J’ai vérifié avec Grok :
Dans les 10 journaux les plus lus en France, on trouve :
– 70 à 150 articles sur l’AB
– 2 à 23 sur la lutte intégrée
– 5 à 26 sur les couverts végétaux
– 6 à 28 sur l’agriculture de conservation.

Et oui, l’AB a davantage de visibilité médiatique que toutes les autres options réunies…
C’est ce qu’on appelle un bon gros biais médiatique.
 
Dans le rapport complet de l’IPBES, l’AB est un peu plus présente.
Dans le chapitre 2.1, deux mentions de l’AB (p. 59 et 110), avec toujours les mêmes réserves : des gains potentiels, mais avec des « résultats variables », une baisse des rendements et une hausse des prix.

Chapitre 3 : Une mention p. 412.
« Malgré le développement de l’AB, la biodiversité continue de décliner. »
Voilà. C’est tout.

Ou du moins c’est tout pour le bio, car un autre point crucial est soulevé dans le paragraphe suivant :
Le principal moteur de la perte de biodiversité, c’est… l’expansion des terres agricoles.
Et comme l’AB produit moins, il faut plus de surface pour produire la même quantité. Donc…

C’est le débat classique « land sparing vs land sharing » :
– intensifier sur moins de surface pour laisser des zones naturelles ?
– ou faire du bio partout et étendre l’agriculture ?

Selon l’IPBES, chap. 4 (p.704), ce débat est loin d’être tranché.
Mais il semblerait qu’un consensus commence à émerger… (Et pas celui qu’on croit)

Je cite : « une gestion agricole durable doit à la fois augmenter la qualité des habitats sur les exploitations et améliorer la productivité tout en minimisant les impacts négatifs sur la biodiversité ».
Ça, c’est ce qu’on appelle l’intensification écologique.
 
Et là, problème :
L’AB, avec ses rendements plus faibles, est justement difficilement compatible avec cette approche.
Il est tout de même indiqué que l’AB peut faire partie des solutions, à condition « d’importants changements dans le système alimentaire ».

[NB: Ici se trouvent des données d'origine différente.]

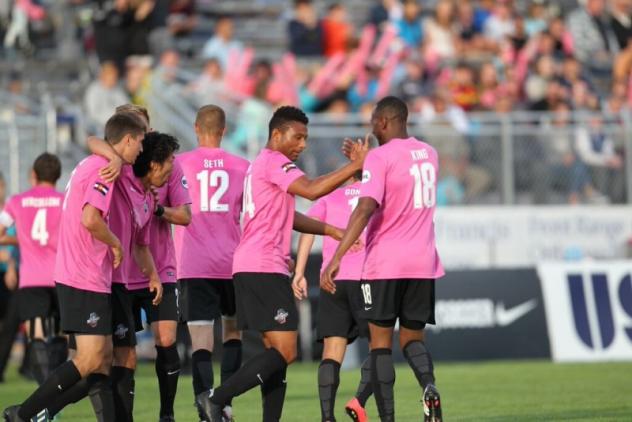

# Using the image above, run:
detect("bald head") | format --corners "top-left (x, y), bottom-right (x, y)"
top-left (195, 105), bottom-right (226, 138)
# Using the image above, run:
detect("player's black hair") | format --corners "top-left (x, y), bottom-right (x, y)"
top-left (268, 106), bottom-right (309, 139)
top-left (133, 132), bottom-right (180, 178)
top-left (374, 96), bottom-right (408, 125)
top-left (104, 113), bottom-right (146, 145)
top-left (33, 153), bottom-right (62, 184)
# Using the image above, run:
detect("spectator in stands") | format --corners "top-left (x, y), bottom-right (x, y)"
top-left (477, 62), bottom-right (501, 110)
top-left (424, 0), bottom-right (458, 64)
top-left (613, 30), bottom-right (632, 83)
top-left (541, 101), bottom-right (591, 204)
top-left (228, 81), bottom-right (273, 154)
top-left (3, 0), bottom-right (45, 53)
top-left (450, 63), bottom-right (478, 111)
top-left (288, 0), bottom-right (323, 57)
top-left (396, 0), bottom-right (423, 49)
top-left (395, 57), bottom-right (432, 106)
top-left (525, 54), bottom-right (556, 104)
top-left (575, 113), bottom-right (624, 201)
top-left (84, 61), bottom-right (130, 132)
top-left (187, 58), bottom-right (228, 106)
top-left (420, 88), bottom-right (469, 135)
top-left (609, 0), bottom-right (632, 50)
top-left (92, 0), bottom-right (131, 73)
top-left (127, 0), bottom-right (155, 57)
top-left (322, 3), bottom-right (352, 57)
top-left (483, 0), bottom-right (515, 42)
top-left (124, 55), bottom-right (152, 105)
top-left (167, 0), bottom-right (197, 38)
top-left (525, 0), bottom-right (548, 37)
top-left (367, 0), bottom-right (402, 30)
top-left (567, 0), bottom-right (618, 81)
top-left (201, 17), bottom-right (243, 70)
top-left (152, 49), bottom-right (182, 88)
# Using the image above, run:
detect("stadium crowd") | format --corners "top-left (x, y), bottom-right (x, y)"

Exemples de ces conditions :
– réduire le gaspillage
– changer l’alimentation animale
– repenser les régimes alimentaires
Et même dans ce cas, rien ne dit que le bio soit la meilleure solution.
 
Le chapitre 5 est un peu plus sympa avec l’AB :
Elle pourrait nourrir le monde tout en réduisant l’usage des pesticides…
…à condition de gaspiller beaucoup moins et de donner beaucoup moins de céréales aux vaches.

Mais même là, on peut se demander :
Et si on combinait ces efforts avec l’intensification écologique plutôt que le bio ?
On pourrait peut-être faire sûrement encore mieux…
 
En résumé :
✔ L’AB a des atouts (résilience, moindre usage de pesticides)
✘ Mais ses bénéfices pour le climat et la biodiversité sont limités par ses faibles rendements.
 
Mais la vraie question, c’est : pourquoi monopolise-t-elle autant l’attention ?
Car ce monopole occulte des solutions qui semblent au moins aussi prometteuses comme :
– la lutte intégrée,
– les couverts végétaux,
– l’agriculture de conservation,
– l’agroforesterie…
 
En conclusion :
Le bio, ce n’est pas forcément inutile.
Mais c’est largement surcoté.
Et tant qu’on en fait une idéologie plutôt qu’un outil parmi d’autres, on se prive d’alternatives plus efficaces pour répondre aux vrais enjeux.